La segunda, refrenda lo que decía arriba. Fernando es un creyente convencido, pero referido a la vida autentica. Así, en esta columna del año 2019 apunta a un creer adulto con la experiencia de muchos años a la espera de la ilusión, de la sorpresa: Creo porque creo que un alma nos aletea dentro. Creo porque dejar de creer es dejar de vivir. Esta es una carta maravillosa, un poema magnífico del hombre que no ha perdido su niño interior. Merece la pena no solo leerla sino reflexionarla dando carpetazo a la prisa y al estrés.

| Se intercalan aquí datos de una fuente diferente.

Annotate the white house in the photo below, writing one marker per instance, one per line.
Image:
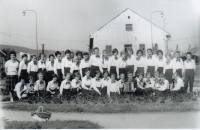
(129, 30)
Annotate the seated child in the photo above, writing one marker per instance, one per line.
(21, 89)
(105, 83)
(76, 84)
(96, 82)
(52, 87)
(65, 85)
(178, 84)
(40, 86)
(113, 88)
(121, 83)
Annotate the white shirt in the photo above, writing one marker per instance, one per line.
(18, 92)
(52, 86)
(178, 85)
(66, 84)
(32, 67)
(86, 82)
(189, 64)
(66, 63)
(39, 86)
(11, 67)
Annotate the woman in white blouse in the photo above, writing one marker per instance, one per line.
(22, 72)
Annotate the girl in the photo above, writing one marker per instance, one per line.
(52, 87)
(11, 68)
(161, 60)
(105, 61)
(168, 68)
(22, 72)
(50, 67)
(113, 60)
(33, 68)
(66, 63)
(151, 62)
(140, 62)
(95, 62)
(131, 62)
(121, 65)
(58, 66)
(84, 64)
(40, 86)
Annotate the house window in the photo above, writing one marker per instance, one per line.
(109, 50)
(129, 27)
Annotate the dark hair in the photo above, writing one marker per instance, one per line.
(12, 52)
(57, 53)
(160, 51)
(67, 52)
(51, 55)
(114, 51)
(24, 55)
(139, 51)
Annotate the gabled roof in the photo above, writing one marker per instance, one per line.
(136, 14)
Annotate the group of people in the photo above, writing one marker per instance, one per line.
(99, 74)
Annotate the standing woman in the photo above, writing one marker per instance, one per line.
(121, 65)
(151, 62)
(50, 67)
(169, 68)
(95, 63)
(161, 61)
(84, 64)
(140, 62)
(105, 61)
(131, 61)
(42, 66)
(113, 62)
(22, 72)
(11, 68)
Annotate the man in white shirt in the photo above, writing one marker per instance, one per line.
(190, 67)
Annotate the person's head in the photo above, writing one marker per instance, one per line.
(77, 75)
(12, 55)
(68, 53)
(130, 51)
(139, 53)
(40, 76)
(189, 55)
(96, 51)
(51, 57)
(149, 52)
(160, 53)
(168, 56)
(115, 52)
(86, 55)
(177, 54)
(87, 72)
(58, 54)
(25, 57)
(112, 76)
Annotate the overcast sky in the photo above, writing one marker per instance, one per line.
(67, 24)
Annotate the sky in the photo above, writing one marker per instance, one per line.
(67, 24)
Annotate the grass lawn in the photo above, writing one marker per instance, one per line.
(51, 125)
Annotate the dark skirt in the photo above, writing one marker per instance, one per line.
(168, 75)
(160, 69)
(24, 75)
(151, 70)
(11, 81)
(92, 71)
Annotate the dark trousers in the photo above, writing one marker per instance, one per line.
(189, 77)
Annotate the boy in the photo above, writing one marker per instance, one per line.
(40, 86)
(190, 67)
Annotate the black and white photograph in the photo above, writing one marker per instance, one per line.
(99, 64)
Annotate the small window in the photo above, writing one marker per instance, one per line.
(129, 27)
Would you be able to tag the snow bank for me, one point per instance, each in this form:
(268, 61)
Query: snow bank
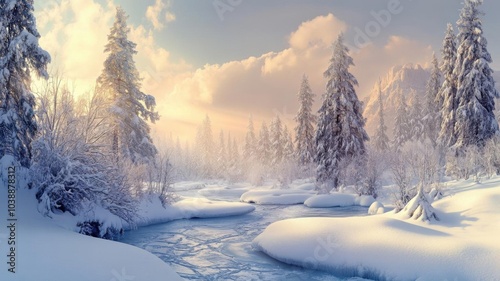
(204, 208)
(151, 211)
(225, 192)
(338, 200)
(463, 245)
(376, 208)
(45, 251)
(276, 196)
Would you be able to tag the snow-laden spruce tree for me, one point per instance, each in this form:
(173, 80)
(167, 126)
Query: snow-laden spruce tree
(264, 145)
(381, 140)
(19, 55)
(205, 148)
(401, 124)
(250, 148)
(304, 130)
(288, 149)
(276, 135)
(130, 107)
(446, 100)
(476, 93)
(431, 112)
(221, 156)
(415, 121)
(340, 135)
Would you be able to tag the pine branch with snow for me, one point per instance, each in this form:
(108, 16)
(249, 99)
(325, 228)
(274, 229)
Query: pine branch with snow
(340, 135)
(446, 99)
(304, 130)
(130, 108)
(381, 140)
(431, 112)
(476, 92)
(20, 54)
(401, 124)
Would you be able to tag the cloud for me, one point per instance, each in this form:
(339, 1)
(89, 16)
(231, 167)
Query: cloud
(72, 31)
(154, 12)
(321, 31)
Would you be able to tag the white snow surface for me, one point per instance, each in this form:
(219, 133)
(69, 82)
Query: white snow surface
(376, 208)
(151, 211)
(463, 245)
(270, 196)
(46, 251)
(50, 249)
(336, 199)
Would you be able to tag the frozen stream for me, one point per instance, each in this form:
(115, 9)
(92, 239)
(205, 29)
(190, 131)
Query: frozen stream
(221, 248)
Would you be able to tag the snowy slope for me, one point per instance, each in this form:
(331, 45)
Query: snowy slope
(463, 245)
(48, 252)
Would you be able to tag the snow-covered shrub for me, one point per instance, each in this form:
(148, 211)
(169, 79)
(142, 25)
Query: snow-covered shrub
(71, 168)
(376, 208)
(419, 208)
(402, 178)
(159, 179)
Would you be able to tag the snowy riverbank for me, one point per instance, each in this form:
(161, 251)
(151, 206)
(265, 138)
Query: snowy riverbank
(463, 245)
(50, 249)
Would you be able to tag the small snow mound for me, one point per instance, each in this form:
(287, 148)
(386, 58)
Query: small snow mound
(365, 200)
(276, 196)
(419, 208)
(376, 208)
(435, 195)
(338, 200)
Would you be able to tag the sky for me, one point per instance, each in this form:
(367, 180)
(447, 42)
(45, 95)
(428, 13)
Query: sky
(230, 59)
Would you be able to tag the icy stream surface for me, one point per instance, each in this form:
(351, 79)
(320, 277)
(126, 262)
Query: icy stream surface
(221, 248)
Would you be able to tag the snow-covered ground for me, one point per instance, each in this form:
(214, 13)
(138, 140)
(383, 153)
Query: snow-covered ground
(221, 248)
(338, 200)
(45, 251)
(270, 195)
(49, 248)
(462, 245)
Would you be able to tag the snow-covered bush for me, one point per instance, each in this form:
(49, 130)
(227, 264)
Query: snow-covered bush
(402, 178)
(71, 168)
(159, 179)
(419, 208)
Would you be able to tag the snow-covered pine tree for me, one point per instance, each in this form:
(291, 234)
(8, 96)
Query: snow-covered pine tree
(304, 129)
(415, 122)
(206, 148)
(130, 107)
(446, 100)
(476, 93)
(19, 55)
(288, 149)
(401, 127)
(221, 156)
(340, 135)
(381, 140)
(249, 150)
(264, 145)
(431, 113)
(276, 142)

La tercera columna, es la experiencia de nuestro articulista  de ser rey Melchor en un contexto de ironía prostática y sedienta donde lo que importó fue el feedback de la ilusión, un mar de ilusión mientras se metía en la carne ajena del Mago de Oriente. Fernando Valbuena, lo dice en su columna, no olvidará que durante un tiempo estuvo “allí, olvidado de mi propia carne, en carne ajena. Como si mis ojos fueran ajenos y bajo los pesados ropajes aleteara ligero, en libertad, un ángel. Todo entre corrientes desatadas de ilusión. La de los niños. Y la de sus padres (vueltos a ser niños). La ilusión centellea por igual en los ojos de los unos y de los otros. El mismo arrobo. Ilusiones como fuego de metralla. Y, de vuelta, regaladas, sonrisas. Cada una distinta. Cada una ensartada en el corazón”.

3. PUNTO FINAL.

No quiero cerrar mi comentario sin destacar dos cosas que están flotando en algunos de sus artículos:

Primera, su amor por Extremadura del que dan buena cuenta algunas de sus columnas aquí publicadas. Basta mirar la primera y única (año 2011) La nacencia, magnifico guiño a la obra de Luis Chamizo escrita en castúo, [forma coloquial de hablar en extremeño(para algunos una lengua para otros un dialecto)]. Otros artículos siguen en esta línea de compromiso con la tierra de adopción, como Extremadura, última columna de este bloque del 2015; Extremadura en las alas (2016); y Volver (a Extremadura) (2018). Como extremeño agradezco a Fernando Valbuena su mirada abierta y generosa a todo lo que en esta tierra vive y cómo -desde esta- trae lo mejor de la suya.

La segunda cuestión, como lector, la forma clara, directa y sin ambages que Fernando tiene al abordar algunos de los temas, propuestos en este florilegio de artículos, y que son un tanto controvertidos, como la ley LGTBI en Paco, el puta (pág. 28); o criticar, desde los ojos de su hija, la forma de actuar de los políticos, en De políticos corruptos y mundos nuevos, proponiendo una forma diferente de ser : “una necesaria moral colectiva fuerte y un sistema electoral que libere la representación política de los partidos que la tienen secuestrada”.

Es de agradecer también. que editoriales independientes, online, como Abismos del Suroeste haga llegar un puñado de artículos bien construidos, a nivel literario, y fundamentados a nivel social, como estos de Fernando Valbuena.